The Play of Dorian Gray

Drugs. Sex. Money. Excess. Narcissism. Moral depravity. I could be referring to the nightly news, but really I am referring to Oscar Wilde’s The Picture of Dorian Gray. That novel about a man who sells his soul for eternal youth and beauty, that slowly sucks you in, thrilling and horrifying you at the same time. You cannot leave that book without being a little scarred, but also excited too.

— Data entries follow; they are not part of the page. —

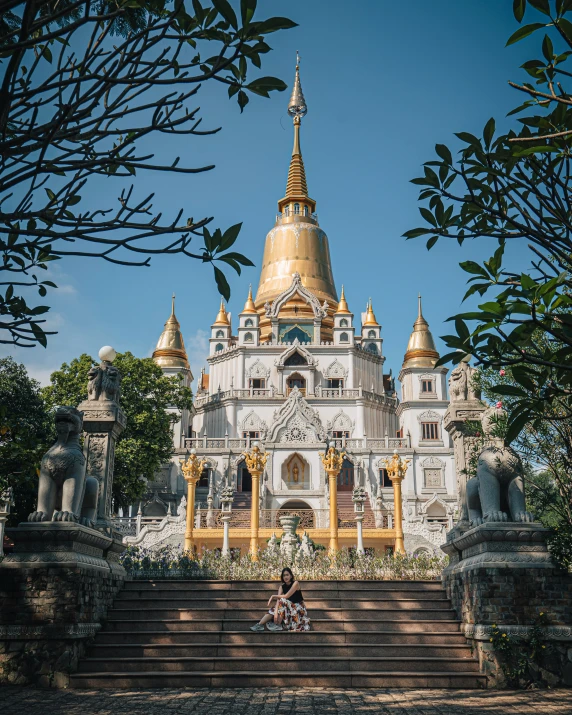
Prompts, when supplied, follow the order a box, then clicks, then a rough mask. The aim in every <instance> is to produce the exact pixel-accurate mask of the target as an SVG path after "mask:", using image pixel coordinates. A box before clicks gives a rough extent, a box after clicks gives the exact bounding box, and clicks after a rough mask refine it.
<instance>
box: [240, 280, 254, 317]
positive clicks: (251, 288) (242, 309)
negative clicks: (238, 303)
mask: <svg viewBox="0 0 572 715" xmlns="http://www.w3.org/2000/svg"><path fill="white" fill-rule="evenodd" d="M242 312H243V313H256V306H255V305H254V301H253V300H252V285H250V286H248V298H247V299H246V303H245V304H244V308H243V309H242Z"/></svg>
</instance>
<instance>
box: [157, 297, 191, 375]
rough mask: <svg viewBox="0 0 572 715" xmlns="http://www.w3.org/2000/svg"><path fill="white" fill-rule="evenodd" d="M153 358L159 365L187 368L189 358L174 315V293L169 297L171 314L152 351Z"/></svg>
mask: <svg viewBox="0 0 572 715" xmlns="http://www.w3.org/2000/svg"><path fill="white" fill-rule="evenodd" d="M153 360H154V361H155V362H156V363H157V365H159V367H178V368H185V369H187V370H188V369H189V360H188V358H187V351H186V350H185V342H184V340H183V334H182V333H181V325H180V323H179V321H178V320H177V317H176V315H175V294H174V293H173V297H172V299H171V315H170V316H169V317H168V318H167V322H166V323H165V326H164V328H163V332H162V333H161V337H160V338H159V340H158V342H157V347H156V348H155V350H154V351H153Z"/></svg>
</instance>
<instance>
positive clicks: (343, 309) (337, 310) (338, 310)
mask: <svg viewBox="0 0 572 715" xmlns="http://www.w3.org/2000/svg"><path fill="white" fill-rule="evenodd" d="M349 312H350V309H349V308H348V303H347V301H346V294H345V292H344V287H343V286H342V294H341V296H340V302H339V303H338V309H337V310H336V313H349Z"/></svg>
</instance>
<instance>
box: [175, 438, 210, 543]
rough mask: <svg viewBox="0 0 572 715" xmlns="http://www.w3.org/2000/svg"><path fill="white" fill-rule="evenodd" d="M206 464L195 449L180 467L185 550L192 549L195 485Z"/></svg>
mask: <svg viewBox="0 0 572 715" xmlns="http://www.w3.org/2000/svg"><path fill="white" fill-rule="evenodd" d="M206 464H207V461H206V459H199V458H198V457H197V451H196V449H192V450H191V455H190V457H189V458H188V459H187V461H186V462H183V463H182V465H181V469H182V470H183V475H184V477H185V481H186V482H187V528H186V530H185V551H194V547H195V545H194V543H193V528H194V518H195V487H196V486H197V482H198V481H199V479H200V478H201V474H202V473H203V469H204V468H205V466H206Z"/></svg>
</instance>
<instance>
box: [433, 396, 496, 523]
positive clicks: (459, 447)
mask: <svg viewBox="0 0 572 715" xmlns="http://www.w3.org/2000/svg"><path fill="white" fill-rule="evenodd" d="M485 410H486V405H484V404H483V403H482V402H481V400H476V399H471V400H469V399H466V400H462V401H459V402H451V404H450V405H449V408H448V409H447V412H446V413H445V417H444V418H443V427H444V428H445V430H446V431H447V432H448V433H449V434H450V435H451V439H452V440H453V450H454V453H455V472H456V476H457V503H458V506H459V509H458V512H459V519H460V521H461V523H464V525H465V526H466V527H468V525H469V521H468V518H469V515H468V511H467V499H466V494H465V485H466V484H467V468H468V463H469V453H470V450H471V447H472V445H473V444H474V443H475V442H476V441H477V438H476V437H471V436H467V435H466V434H465V431H464V429H463V428H464V426H465V423H466V422H480V421H481V419H482V416H483V413H484V412H485Z"/></svg>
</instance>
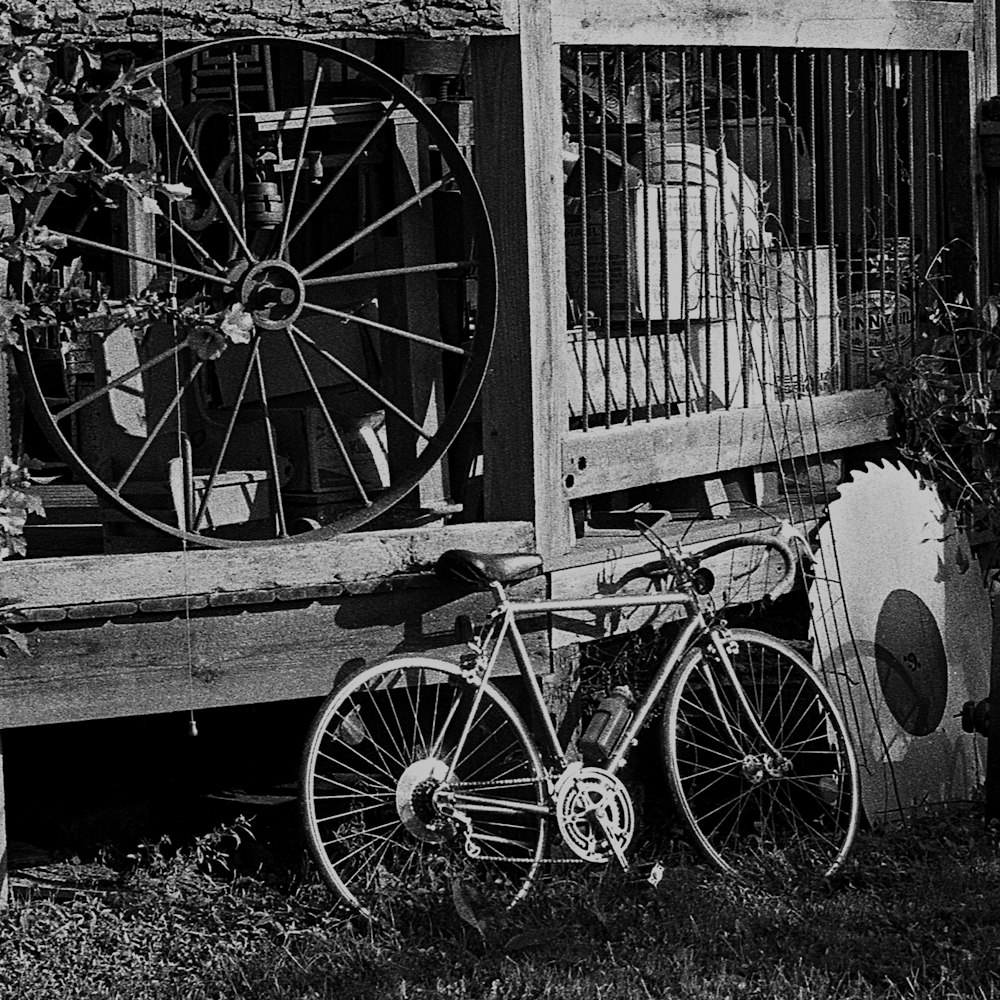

Clearly many others have been impacted by Wilde’s hedonistic writings, for Roundhouse Theatre in Bethesda, MD has turned the infamous novel into a play. Why pick the only novel by Wilde, when the man wrote many plays? Yet playwright Roberto Aguirre-Sacasa did not just change the form of the story, but also the setting. I do not know what type of reader you are: the one who finds the Venice Beach setting of Baz Luhrmann’s Romeo+Juliet” offensive or the one who relishes modernizations. Personally, I am always eager to see a book jacket dusted off and turned into something visually gripping. If the book is turned into a play then why not go all out?

Dorian Gray is particularly modern in a world of Botox and Hollywood. Setting the story in 1980s London is perfect for the plot. It was a time of too much money, too much cocaine, and moral extremes. It was also the time when now-famous modern artists, like Damien Hirst, were discovered, thus making Dorian’s haunting portrait relevant.

The portrait is certainly haunting. In many ways, the story works better visually. We can really see the excess of Dorian’s life and the degradation of his painting because of this. This is not a play for children (particularly because of the full frontal nudity) or those easily prone to nightmares. The novel is not a fairytale, but one gone wrong.

For the most part, the actors understand this. With a sparse, but sharp cast of seven, each actor is relied upon to convey many characters and emotions. Dorian himself is perfectly tortured and the rest of the actors show their torment well. There is one weak part though and sadly this actress drags down the first half of the play with her appalling British accent. Its a little ironic that she happens to play the “actress” Dorian falls in love with only because of her acting.

Nevertheless, the play is gripping and an intriguing overall adaptation.